GUEST VOICE: “Terri Schiavo Is Not Terminally Ill…”
NOTE: The Moderate Voice occasionally runs GUEST VOICE columns written by thoughtful readers who do not have weblogs but have ideas that deserve a wider airing. William Stuthers is the Deputy Director of The Center for an Accessible Society — and a superb journalist and editor. I worked with Bill when I was a reporter for the San Diego Union. He was one of the most solid, professional and truly thoughtful editors I had met during my entire daily newspaper career. And because he was so thoughtful and rock solid, he was admired by reporters and editors alike (no minor accomplishment).
Read every word of the piece below written for this site. Bill has his own story and his own perspective. Pass it onto others via email and/or link to it. This perspective has gotten LOST in the political scuffles in the Terri Schiavo case. It is a MUST READ for people on both sides of the Schiavo issue…if they are truly interested in pondering this issue and all its many implications.
By William Stothers
First thing: Terri Schiavo is not terminally ill. She is severely disabled with a brain injury. She is not hooked up to any life support systems. For 15 years she has relied on a feeding tube for food and water. Her organs function normally.
So why does anyone want to kill her? “Kill” is the correct word here. Removing her feeding tube will cause her death. She will die by starvation and dehydration. That is a form of execution that is not even imposed on convicted murderers; we electrocute them, or hang them or inject them with swiftly acting chemicals. We don’t draw out the act so painfully as Terri is being killed.
For those of us in the organized disability rights movement, it looks like Terri Schiavo is being put to death for the crime of being disabled.
Disability makes many people uncomfortable. How many times have you said, or heard someone say, “I would never want to live like that.” Or,”I would rather be dead than be like that.”
People have said that to me.
I am severely disabled and use a motorized wheelchair as a result of having polio 55 years ago. Terri Schiavo may be even more severely disabled than me, but we are the same in many of the ways we have been discounted and devalued.
Doctors told my parents to put me into a “home” and forget about me. He will have no life, they said, move on with your own lives.
They ignored the advice. When I went to school, I was teased and made an object of pity. “I would hate to live like you,” kids told me. When I went to university, I was told that “at least you still have your mind.”When I went to work in the newspaper business, I was expected to remain at an entry level position; when I left to go to graduate school, my work supervisor told a colleague “what else could he ever hope to do?”
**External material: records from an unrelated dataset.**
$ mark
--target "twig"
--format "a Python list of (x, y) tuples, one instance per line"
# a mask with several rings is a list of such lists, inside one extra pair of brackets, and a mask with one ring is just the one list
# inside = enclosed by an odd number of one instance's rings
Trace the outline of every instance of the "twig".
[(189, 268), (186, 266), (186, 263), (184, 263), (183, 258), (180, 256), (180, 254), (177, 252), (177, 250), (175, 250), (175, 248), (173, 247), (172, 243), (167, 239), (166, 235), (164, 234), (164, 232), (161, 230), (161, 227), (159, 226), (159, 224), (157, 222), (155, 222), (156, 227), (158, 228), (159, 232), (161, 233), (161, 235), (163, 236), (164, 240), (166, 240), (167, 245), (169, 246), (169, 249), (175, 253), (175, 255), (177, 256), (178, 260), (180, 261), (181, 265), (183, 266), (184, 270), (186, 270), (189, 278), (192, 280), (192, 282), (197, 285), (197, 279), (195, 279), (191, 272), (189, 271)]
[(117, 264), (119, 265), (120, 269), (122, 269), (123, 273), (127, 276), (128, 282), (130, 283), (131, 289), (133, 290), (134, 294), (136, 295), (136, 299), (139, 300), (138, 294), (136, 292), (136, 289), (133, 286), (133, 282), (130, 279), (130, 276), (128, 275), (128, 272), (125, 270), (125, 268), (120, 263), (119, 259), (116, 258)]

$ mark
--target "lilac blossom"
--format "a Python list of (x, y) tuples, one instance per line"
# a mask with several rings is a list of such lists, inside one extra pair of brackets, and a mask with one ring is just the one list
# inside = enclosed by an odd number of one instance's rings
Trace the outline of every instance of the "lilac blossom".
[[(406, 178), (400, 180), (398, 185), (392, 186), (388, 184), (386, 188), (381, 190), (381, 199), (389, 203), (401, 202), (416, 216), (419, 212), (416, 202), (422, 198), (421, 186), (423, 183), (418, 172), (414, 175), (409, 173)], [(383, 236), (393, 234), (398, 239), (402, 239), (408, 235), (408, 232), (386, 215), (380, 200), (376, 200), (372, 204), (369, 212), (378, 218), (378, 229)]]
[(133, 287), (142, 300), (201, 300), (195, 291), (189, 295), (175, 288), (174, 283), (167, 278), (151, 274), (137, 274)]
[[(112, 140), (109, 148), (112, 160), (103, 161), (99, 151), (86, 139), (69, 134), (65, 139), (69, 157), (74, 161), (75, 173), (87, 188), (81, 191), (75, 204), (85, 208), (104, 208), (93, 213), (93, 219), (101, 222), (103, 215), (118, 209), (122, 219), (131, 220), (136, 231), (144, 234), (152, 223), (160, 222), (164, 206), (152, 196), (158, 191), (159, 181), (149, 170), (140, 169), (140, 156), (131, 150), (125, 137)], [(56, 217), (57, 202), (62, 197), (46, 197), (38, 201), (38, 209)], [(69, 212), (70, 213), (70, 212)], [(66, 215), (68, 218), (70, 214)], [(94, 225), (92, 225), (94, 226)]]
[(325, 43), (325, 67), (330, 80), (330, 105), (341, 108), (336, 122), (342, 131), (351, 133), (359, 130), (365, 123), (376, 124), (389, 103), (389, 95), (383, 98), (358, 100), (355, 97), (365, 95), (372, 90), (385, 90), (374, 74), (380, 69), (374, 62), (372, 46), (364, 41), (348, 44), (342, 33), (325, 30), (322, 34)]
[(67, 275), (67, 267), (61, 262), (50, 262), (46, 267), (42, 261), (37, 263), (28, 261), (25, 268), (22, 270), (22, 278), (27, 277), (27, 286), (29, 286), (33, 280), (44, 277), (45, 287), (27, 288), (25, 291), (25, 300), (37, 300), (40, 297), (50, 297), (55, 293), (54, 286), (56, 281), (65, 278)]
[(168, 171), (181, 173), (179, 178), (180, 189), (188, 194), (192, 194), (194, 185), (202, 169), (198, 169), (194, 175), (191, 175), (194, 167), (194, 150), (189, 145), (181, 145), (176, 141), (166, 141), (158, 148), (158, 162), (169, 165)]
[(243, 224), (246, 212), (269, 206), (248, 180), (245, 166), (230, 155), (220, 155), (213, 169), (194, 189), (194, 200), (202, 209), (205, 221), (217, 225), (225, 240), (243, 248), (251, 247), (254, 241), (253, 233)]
People with disabilities in this country are pushed to the ragged edge of our collective consciousness, stereotyped as dependent, unproductive and pitiful. It is not such a long step to considering such persons burdensome and too costly to maintain, and finally and of course regrettably, expendable.
Think of Terri Schiavo for 15 years being held in so-called custodial care in a nursing home along with persons with Alzheimer ‘s disease,other dementia or cognitive disorders or injuries or birth defects.Terri has had a feeding tube and her guardian (her husband) fought for years to have it removed so that she might die, as he claims she would have wanted.
“It’s one thing to refuse a feeding tube for ourselves, but it’s quite another when someone else makes that decision,” says Diane Coleman, head of Not Dead Yet, a national disability-rights group. “Disability groups don’t think guardians should have carte blanche to starve and dehydrate people with conditions like brain injury, developmental disabilities — which the public calls ‘birth defects’ — and Alzheimer’s. People have the right not to be deprived of life by guardians who feel that their ward is as good as dead, better off dead or that the guardian should make such judgments in the first place.”
The noisy free-for-all surrounding the Schiavo case as it works its way through the court system again has all the earmarks of political haymaking, rallying the troops in the “Right to Life” and “Right to Die” camps. But there is a serious thread that focuses on the real issue at stake: the right to due process and equal treatment under the law.
Coleman’s group has called for a national moratorium on the dehydration and starvation of people alleged to be in a “persistent vegetative state” and not having an advance directive or durable power of attorney. Senator Tom Harkin, a long-time advocate for people with disabilities, said it eloquently last week as Congress stepped into the Schiavo case. “There are a lot of people in the shadows, all over this country, who are incapacitated because of a disability. There ought to be a broader type of a proceeding that would apply to people in similar circumstances… Where someone is incapacitated and their life support can be taken away, it seems to me that it is appropriate — where there is a dispute, as there is in this case — that a federal court come in, like we do in habeas corpus situations, and review it and make another determination.”
Terri Schiavo has become a tragic figure, and is likely to become a martyr for one group or another. And that itself is a tragedy. We’re likely to never really know Terri’s own desire in this case. But we as individuals and as a society do have a duty here: And that is to face the fact of the brutal way in which we are permitting her to die.
As a person with a severe disability, I am deeply troubled by the Schiavo saga. I will commit my own wishes to a legal document. But will that be enough? Out here on the ragged edge, we’re worried.
FOOTNOTE: For a solid perspective on disability issues, Stothers recommends Ragged Edge Magazine Online.